Sunday, May 09, 2021

Camelot Followup

So, having worked through the first three of Jack Whyte's Camulod Chronicles, I've realized that they contain all the parts of the story that have any re-read potential for me. 

I could sit through the tales of the legate Caius Britannicus and his buddy, the senior centurion Publius Varrus, and how they got out of the army and founded the colony of Camulod against the coming dark age any number of times. But after that...?

The third book, The Eagles' Brood, sees us through to the maturity of Merlyn and Uther, the endings of the last the original Roman viewpoint characters, and it finishes up with the birth of Arthur. The rest of the story just doesn't have a bunch of interest again once I've read it through for the second time. All but the first three books got carted to Goodwill yesterday.

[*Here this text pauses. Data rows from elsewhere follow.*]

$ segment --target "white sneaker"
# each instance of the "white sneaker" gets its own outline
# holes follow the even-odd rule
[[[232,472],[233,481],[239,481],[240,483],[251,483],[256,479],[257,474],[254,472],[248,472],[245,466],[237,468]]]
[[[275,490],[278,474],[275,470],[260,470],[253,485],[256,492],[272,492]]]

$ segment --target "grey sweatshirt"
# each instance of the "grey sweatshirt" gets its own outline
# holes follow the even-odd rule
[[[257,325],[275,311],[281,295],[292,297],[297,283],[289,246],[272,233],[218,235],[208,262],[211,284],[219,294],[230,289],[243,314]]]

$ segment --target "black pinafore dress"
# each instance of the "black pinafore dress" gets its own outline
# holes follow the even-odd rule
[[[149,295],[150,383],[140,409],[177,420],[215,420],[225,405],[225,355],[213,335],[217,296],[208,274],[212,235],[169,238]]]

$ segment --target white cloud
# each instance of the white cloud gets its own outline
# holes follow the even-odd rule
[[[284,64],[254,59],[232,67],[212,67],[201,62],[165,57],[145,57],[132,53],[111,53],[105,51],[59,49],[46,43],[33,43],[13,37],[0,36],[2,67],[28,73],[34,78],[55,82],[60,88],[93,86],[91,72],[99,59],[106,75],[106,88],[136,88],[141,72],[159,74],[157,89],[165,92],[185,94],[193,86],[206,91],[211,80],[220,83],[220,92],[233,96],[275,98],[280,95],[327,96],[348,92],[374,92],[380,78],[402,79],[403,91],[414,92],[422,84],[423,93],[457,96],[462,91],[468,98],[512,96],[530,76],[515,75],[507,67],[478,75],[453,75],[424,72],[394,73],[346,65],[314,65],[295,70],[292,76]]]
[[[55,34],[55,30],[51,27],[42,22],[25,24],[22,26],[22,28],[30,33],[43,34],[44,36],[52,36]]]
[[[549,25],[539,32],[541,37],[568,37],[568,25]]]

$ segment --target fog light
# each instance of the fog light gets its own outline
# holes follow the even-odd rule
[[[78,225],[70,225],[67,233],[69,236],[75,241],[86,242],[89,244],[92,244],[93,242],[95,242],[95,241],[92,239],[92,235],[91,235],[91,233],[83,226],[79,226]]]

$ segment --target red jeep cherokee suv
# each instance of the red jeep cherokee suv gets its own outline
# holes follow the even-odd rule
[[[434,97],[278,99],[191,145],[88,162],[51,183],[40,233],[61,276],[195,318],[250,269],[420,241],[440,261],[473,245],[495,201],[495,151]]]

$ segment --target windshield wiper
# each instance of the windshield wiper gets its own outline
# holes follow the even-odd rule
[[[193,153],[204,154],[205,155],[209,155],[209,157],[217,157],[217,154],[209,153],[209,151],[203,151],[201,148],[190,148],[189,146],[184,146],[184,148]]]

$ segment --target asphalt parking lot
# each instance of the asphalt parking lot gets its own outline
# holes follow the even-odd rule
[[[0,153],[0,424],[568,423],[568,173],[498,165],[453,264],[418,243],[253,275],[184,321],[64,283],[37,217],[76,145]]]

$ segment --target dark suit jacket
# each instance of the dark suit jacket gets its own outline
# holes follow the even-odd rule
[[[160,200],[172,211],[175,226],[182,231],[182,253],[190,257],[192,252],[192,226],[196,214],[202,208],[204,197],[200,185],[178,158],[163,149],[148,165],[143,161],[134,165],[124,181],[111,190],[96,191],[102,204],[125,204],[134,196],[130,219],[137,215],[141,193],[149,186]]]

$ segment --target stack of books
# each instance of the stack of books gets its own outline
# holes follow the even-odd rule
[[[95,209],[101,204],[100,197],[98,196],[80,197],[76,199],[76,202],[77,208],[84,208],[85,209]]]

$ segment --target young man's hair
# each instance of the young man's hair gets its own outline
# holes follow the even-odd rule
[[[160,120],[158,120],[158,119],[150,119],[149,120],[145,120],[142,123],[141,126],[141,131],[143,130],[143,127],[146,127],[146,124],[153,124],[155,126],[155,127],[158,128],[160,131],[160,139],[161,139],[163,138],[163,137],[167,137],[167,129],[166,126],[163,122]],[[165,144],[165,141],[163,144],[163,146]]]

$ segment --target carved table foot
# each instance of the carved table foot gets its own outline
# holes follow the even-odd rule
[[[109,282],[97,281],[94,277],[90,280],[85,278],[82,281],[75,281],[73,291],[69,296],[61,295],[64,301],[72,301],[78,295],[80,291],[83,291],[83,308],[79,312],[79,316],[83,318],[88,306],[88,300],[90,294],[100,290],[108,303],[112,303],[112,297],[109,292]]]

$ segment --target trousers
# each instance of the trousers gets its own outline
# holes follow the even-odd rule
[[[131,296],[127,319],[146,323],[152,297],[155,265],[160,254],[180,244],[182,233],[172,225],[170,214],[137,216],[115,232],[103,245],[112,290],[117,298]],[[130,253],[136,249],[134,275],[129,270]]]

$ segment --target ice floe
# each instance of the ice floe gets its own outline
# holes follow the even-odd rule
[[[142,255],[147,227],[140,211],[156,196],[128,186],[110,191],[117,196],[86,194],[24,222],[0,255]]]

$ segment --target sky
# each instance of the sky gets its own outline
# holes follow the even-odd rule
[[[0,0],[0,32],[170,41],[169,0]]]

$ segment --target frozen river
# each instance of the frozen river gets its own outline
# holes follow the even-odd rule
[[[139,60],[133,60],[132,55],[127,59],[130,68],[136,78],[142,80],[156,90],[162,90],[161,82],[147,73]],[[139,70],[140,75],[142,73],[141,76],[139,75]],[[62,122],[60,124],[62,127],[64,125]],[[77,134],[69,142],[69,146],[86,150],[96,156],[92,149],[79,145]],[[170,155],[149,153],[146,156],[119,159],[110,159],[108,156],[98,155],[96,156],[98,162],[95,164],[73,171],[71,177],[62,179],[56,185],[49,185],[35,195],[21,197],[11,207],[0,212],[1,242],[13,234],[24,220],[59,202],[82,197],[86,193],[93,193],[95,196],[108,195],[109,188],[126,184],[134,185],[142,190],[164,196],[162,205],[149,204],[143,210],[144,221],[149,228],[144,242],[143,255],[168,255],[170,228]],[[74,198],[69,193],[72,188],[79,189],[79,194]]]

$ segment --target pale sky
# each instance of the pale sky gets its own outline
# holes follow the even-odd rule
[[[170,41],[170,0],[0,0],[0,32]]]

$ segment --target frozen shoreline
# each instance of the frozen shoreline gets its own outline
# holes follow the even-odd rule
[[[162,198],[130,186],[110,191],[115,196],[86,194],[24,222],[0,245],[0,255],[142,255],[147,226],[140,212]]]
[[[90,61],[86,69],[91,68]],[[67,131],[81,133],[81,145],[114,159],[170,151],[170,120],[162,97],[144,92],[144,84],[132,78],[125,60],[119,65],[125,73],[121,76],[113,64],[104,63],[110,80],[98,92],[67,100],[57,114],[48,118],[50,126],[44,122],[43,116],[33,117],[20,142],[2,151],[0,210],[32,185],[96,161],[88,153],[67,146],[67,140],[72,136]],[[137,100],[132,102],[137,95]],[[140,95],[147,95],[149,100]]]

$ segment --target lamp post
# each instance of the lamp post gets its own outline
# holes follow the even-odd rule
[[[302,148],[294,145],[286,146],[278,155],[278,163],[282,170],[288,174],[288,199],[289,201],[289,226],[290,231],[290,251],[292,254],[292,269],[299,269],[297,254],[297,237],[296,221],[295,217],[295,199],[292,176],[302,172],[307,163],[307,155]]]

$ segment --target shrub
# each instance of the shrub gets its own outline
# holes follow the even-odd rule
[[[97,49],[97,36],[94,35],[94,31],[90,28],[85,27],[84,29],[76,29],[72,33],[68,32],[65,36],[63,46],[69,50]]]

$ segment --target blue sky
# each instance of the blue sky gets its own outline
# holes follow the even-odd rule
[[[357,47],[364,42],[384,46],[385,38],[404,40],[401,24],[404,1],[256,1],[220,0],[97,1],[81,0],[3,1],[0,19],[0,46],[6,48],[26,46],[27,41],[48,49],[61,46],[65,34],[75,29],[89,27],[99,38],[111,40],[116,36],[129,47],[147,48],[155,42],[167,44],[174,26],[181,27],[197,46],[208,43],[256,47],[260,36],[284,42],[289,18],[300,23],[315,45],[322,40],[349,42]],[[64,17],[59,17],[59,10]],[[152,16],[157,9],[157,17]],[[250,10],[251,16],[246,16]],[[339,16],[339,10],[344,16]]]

I've started rereading The Hunt for Red October for the first time in a long time now. Some authors get better over time, and some never again repeat the magic fire of their first work. Clancy is somewhere between the two; he had several solid efforts in his early going and Clear and Present Danger may have been his peak, but he hit the "too big to edit" wall pretty hard after that one.

My copy of Clancy's breakout debut thriller is an original 1985 Berkley Books paperback printing and I was distressed to realize that, while I can sit on the porch and read it easily, it's a headache-inducing exercise in blurriness to try and read it by the 15W incandescent reading lamp over the headboard. Nobody warned me about this.